Kupping is the act of approaching the buyer and making them an offer before the bidding round, or even the viewing, commences to try and take the home off the market before others have the opportunity to make offers. 

Essentially it can give the bidder a free run at the house. The reason for this is that if the deadline for the bid to be accepted or rejected is before 12pm after the last advertised viewing date, the broker cannot inform other interested parties of the bid. 

However, If the bid is after this, the other interested parties will be informed, and your fellow house hunters will be aware of your desire to take the house off the market. This doesn't change things too much, but it may increase the intensity of the bidding rounds. 

If the buyer accepts your offer, any other viewings or the bidding round will be cancelled - and the home sale process will proceed as usual. Although, the seller can instead table a counter-offer with a deadline you will need to decide to accept or decline within a deadline. 

Should the attempt be rebuffed, you will have to wait for the bidding rounds to try and secure the house. If you put in a particularly lowball, offer you may risk upsetting the sellers, who have the final say over whose bid gets accepted. 


Things to be aware of

Any offers accepted, either through kupping or the bidding round, are legally binding, and from there, it will be hard to pull out of the process if you get cold feet.

Therefore, you should only make direct offers on homes you want.

Additionally, making a direct offer to the sellers without involving the broker isn't recommended.
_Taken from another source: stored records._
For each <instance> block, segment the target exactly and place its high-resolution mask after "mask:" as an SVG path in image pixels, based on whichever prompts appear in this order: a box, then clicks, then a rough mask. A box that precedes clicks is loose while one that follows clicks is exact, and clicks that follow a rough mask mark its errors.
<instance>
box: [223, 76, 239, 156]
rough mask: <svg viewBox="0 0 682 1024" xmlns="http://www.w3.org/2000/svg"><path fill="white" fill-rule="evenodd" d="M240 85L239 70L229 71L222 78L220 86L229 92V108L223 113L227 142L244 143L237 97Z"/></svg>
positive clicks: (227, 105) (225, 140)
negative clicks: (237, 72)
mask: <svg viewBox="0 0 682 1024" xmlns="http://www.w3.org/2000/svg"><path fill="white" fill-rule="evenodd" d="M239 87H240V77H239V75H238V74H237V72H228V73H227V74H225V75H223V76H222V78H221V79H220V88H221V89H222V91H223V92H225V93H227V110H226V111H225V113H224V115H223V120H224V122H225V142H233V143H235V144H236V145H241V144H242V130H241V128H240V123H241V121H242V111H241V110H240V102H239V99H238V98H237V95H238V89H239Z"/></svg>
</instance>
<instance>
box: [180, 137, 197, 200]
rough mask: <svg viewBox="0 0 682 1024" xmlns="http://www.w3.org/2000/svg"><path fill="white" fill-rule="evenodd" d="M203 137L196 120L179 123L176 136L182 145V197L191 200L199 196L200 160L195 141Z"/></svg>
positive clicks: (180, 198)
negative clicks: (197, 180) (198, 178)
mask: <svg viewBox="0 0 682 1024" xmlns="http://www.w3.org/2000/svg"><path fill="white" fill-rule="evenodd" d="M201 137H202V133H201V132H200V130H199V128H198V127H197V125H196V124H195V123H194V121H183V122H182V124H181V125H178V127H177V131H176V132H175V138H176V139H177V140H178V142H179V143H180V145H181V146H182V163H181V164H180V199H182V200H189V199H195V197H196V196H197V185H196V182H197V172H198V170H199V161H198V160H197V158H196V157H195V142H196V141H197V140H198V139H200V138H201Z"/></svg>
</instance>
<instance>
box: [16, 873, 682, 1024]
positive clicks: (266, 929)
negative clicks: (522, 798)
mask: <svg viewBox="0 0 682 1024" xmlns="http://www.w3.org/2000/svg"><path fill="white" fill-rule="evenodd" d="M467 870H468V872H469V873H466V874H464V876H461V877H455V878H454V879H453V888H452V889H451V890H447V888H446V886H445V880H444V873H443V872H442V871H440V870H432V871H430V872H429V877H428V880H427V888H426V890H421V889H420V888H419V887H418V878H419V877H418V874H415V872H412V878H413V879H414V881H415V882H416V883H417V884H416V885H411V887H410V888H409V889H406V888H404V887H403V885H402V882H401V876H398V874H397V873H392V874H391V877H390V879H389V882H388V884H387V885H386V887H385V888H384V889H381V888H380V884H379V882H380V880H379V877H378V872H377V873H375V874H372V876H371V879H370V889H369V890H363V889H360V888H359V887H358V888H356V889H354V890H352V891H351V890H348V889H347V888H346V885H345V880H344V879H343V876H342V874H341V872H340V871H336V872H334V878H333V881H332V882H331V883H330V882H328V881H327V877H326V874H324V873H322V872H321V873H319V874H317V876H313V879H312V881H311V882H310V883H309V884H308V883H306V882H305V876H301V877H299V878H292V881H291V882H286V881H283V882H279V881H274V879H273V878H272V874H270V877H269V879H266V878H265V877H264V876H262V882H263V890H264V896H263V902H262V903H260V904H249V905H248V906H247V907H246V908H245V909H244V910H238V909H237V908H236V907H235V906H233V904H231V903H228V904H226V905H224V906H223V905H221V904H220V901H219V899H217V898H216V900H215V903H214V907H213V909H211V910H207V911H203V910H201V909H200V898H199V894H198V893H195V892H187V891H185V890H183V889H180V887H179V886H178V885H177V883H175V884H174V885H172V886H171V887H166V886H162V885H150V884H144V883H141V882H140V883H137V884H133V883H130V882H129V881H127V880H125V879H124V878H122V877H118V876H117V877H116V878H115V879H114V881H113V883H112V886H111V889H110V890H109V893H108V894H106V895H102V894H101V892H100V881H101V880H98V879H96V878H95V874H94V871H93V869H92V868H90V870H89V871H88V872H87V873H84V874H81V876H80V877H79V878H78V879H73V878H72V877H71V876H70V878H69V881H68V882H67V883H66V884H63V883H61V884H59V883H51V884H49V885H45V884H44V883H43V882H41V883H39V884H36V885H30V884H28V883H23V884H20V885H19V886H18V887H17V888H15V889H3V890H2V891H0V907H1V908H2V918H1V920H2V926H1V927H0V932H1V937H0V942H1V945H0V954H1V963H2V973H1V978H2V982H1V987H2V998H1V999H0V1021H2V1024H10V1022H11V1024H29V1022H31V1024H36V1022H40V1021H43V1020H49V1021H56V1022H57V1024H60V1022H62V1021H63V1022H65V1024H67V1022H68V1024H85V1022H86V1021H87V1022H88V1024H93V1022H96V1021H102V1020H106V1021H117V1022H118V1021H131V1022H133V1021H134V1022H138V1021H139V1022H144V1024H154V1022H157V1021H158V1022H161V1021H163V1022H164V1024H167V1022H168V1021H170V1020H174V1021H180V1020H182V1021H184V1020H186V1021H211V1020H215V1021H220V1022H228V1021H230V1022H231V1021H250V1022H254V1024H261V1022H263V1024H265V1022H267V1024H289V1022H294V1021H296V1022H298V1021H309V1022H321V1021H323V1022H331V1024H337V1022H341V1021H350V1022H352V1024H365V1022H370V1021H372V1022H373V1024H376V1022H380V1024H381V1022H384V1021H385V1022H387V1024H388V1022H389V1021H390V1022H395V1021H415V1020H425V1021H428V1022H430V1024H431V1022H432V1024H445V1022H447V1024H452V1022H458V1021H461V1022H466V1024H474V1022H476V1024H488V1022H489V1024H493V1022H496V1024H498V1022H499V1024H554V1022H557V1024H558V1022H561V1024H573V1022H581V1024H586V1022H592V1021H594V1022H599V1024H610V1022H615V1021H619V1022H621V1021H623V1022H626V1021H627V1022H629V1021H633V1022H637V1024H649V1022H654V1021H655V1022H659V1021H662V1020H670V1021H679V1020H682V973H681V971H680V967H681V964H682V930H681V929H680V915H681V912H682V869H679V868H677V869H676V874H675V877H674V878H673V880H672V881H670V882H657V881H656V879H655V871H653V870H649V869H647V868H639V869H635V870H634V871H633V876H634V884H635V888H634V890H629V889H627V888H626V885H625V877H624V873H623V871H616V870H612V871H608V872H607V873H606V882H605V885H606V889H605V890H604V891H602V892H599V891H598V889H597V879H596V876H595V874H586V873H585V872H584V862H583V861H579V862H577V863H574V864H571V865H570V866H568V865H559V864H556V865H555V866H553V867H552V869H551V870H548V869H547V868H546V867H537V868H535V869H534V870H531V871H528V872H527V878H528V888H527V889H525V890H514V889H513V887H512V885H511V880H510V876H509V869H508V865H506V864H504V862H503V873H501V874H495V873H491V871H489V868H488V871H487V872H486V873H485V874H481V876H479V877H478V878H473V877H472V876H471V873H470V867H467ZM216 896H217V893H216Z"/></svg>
Without someone familiar with property law and the home sale process, the seller and buyer are at risk of overlooking critical contractual and legal issues. 

And finally, it's worth noting that in many cases, if you wish to try kupping, you may have to offer over the asking price. Essentially it signals to the seller that there may be a lot of interest in their property, and there is at least one interested party who really wants to get their hands on the keys. 

Therefore offers around the asking price are likely to be rebuffed as the buyer will be confident that they can secure a higher price through the bidding process. Brokers will also be aware of this and when there is a lot of demand in the housing market, they will recommend buyers hold out for the bidding round.